In September alone, about 68 million threats to state systems were identified by the Department of Homeland Security, according to the Governor's Office.

Those computer systems power unemployment benefits, the state's prisons, motor vehicle services, public health programs, elections, and tax collection, among many other duties.

Ducey said cybersecurity was "becoming one of the most critical issues facing our state." Because of the increasing threat, Ducey named Roemer the state's chief information security officer in 2019, and in the past several years, the governor earmarked over $3.5 million to beef up the state's defenses against hackers and other digital bad actors as the pandemic shifted people to start working from home.

Ransomware is the biggest threat in Arizona, Roemer said. Hackers install ransomware software onto computer systems that make them inaccessible, effectively holding information hostage, until a ransom is paid.

The software can invade a computer system through compromised account credentials or through phishing when hackers hope to trick an employee into opening a document or clicking a malicious link by posing it as legitimate.
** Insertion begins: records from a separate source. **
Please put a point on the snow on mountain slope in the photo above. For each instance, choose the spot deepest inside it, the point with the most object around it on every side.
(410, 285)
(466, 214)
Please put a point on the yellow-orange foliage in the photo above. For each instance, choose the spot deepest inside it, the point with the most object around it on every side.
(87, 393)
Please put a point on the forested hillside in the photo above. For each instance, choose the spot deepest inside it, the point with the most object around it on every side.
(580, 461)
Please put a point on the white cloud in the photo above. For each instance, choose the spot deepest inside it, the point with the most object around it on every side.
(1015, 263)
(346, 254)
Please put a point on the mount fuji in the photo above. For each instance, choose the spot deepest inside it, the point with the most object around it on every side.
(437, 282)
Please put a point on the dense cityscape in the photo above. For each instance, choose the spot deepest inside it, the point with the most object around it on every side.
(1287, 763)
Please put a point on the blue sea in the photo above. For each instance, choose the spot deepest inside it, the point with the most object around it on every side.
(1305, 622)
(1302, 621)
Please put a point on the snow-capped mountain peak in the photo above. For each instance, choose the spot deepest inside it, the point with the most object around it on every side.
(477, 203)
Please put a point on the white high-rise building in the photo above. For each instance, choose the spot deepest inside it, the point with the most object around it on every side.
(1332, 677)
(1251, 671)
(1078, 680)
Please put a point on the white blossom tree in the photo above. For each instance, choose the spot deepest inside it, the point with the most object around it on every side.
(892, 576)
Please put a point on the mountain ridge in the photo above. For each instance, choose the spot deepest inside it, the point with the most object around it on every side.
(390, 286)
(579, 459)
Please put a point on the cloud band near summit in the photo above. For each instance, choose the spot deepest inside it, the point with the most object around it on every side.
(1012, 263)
The consequences can be far-reaching and expensive: Earlier this year, a ransomware attack on the Colonial Pipeline led to gasoline shortages across the East Coast. Colonial paid the hackers, who were affiliated with a Russia-linked cybercrime organization, a $4.4 million ransom.

Arizona's new cybersecurity headquarters won't yet coordinate with private companies, but that could come soon. For now, local, state and federal governments can share information to keep each others' systems safe.

"If we leave those doors open, if we leave those windows unlocked, just like in physical security, those hackers will exploit them," Roemer said. "It's our job to lock every door, tighten every window, put us in a position that we decrease our vulnerabilities, which decreases our risk."